Abstract

AbstractThe task assignment problem is one of assigning tasks of a parallel program among the processors of a distributed computing system in order to reduce the job turnaround time and to increase the throughput of the system. Since the task assignment problem is known to be NP‐complete except in a few special situations, satisfactory suboptimal solutions obtainable in a reasonable amount of computation time are generally sought. In the paper we introduce a technique based on the problem‐space genetic algorithm (PSGA) for the static task assignment problem in both homogeneous and heterogeneous distributed computing systems to reduce the task turnaround time and to increase the throughput of the system by properly balancing the load and reducing the interprocessor communication time among processors.
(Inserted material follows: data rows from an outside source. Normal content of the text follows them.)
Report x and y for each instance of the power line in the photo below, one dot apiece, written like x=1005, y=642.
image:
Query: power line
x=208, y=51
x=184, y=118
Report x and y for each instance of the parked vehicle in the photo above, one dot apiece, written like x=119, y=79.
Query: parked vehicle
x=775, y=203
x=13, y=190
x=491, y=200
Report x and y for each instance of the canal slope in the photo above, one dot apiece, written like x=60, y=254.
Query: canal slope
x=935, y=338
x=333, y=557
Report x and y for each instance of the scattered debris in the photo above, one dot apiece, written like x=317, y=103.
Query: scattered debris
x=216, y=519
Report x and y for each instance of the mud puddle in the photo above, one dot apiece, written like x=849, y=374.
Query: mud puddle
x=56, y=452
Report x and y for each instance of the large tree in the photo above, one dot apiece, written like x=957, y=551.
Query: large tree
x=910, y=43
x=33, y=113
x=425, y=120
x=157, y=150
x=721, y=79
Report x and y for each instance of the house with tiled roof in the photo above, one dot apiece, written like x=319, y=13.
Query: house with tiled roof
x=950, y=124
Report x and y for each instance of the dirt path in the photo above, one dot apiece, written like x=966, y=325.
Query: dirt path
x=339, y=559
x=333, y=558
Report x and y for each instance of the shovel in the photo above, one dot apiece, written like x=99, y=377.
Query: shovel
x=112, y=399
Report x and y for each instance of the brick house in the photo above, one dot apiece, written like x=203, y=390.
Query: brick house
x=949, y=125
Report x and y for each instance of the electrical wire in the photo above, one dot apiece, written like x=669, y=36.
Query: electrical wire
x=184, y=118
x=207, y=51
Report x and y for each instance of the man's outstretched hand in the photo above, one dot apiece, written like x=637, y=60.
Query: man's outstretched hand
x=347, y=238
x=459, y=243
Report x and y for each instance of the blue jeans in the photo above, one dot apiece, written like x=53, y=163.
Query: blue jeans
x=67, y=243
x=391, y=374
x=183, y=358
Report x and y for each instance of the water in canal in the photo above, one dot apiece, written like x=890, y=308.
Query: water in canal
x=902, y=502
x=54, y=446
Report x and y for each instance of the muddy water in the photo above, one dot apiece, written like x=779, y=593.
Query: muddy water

The PSGA based approach combines the power of genetic algorithms, a global search method, with a simple and fast problem‐specific heuristic to search a large solution space efficiently and effectively to find the best possible solution in an acceptable CPU time. Experimental results on test examples from the literature show considerable improvements in both the assignment cost and the CPU times over the previous work. The proposed scheme is also applied to a digital signal processing (DSP) system consisting of 119 tasks to illustrate its balancing properties and computational advantage on a large system. The proposed scheme offers 12–30% improvement in the assignment cost as compared to the previous best known results for the DSP example.